Essa mudança vai se repetir primeiro numa conscientização. Costumo dizer nas palestras que faço que hoje temos dois focos no Brasil. De um lado, temos uma sociedade angustiada, nervosa, sensibilizada. O crime de São José sensibilizou muito a Grande Florianópolis. A sociedade está se sentindo impotente, os poderes também, por não estarem conseguindo reverter essa questão.

Mas a sociedade que estava dormitando hoje levantou do sofá e se está engajando nessa questão. Os próprios homens. Vai ser uma mudança de cultura. Como tem que começar pela infância, a mudança vai ser em médio prazo, vai ser paulatino, com a geração que está se formando agora, com 10, 12, 15 anos. Lamentavelmente, essa conclusão se torna clara. Nossos movimentos, embora sejam muitos, não vamos conseguir andar para trás, retroagir.

O que motiva comportamentos tão agressivos dos homens?
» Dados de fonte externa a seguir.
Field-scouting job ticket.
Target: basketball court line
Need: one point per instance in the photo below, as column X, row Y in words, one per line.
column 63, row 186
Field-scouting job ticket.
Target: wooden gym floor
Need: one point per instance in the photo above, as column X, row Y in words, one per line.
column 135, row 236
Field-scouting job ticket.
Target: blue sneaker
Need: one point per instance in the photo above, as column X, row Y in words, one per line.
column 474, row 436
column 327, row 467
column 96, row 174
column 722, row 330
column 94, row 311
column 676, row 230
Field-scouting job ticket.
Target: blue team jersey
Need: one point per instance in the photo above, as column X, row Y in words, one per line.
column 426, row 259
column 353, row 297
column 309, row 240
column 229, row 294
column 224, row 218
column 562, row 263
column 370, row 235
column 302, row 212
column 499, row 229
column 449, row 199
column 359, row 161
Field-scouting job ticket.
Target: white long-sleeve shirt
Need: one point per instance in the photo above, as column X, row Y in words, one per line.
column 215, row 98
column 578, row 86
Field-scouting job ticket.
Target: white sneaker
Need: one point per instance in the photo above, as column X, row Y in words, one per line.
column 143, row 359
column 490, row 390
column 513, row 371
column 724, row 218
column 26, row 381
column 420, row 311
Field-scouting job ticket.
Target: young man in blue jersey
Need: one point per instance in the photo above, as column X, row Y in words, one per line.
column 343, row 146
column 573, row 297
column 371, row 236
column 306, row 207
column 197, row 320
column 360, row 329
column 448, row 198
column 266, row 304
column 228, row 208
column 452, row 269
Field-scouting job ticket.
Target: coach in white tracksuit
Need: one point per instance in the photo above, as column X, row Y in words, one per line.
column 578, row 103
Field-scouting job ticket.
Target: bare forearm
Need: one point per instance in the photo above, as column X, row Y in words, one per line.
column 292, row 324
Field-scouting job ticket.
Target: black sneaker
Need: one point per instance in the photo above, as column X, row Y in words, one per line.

Na verdade, uma parcela dos homens não conseguiu ainda aceitar a evolução da mulher. Ele pensa que é provedor do lar, ele manda, determina, controla a mulher. Hoje, com a evolução da mulher, a conquista do mercado de trabalho, acredito que eles pensam: “mas onde vou me situar? Estou perdendo espaço para minha mulher. Hoje ela trabalha, pode prover o lar, e a hora que quiser sair de casa, sai e vai sobreviver. Onde vai ficar meu poder? Vou exercê-lo”. Talvez seja um dos motivos. O fato de não encarar realidade como ela é. A mulher quer apenas seus direitos assegurados, não quer concorrer e ser mais, não quer estar em situação de maior poder. Na vida, no trabalho, na educação. Ela quer usar todas as suas vocações que traz dentro dela, conquistar o seu espaço, o seu lugar.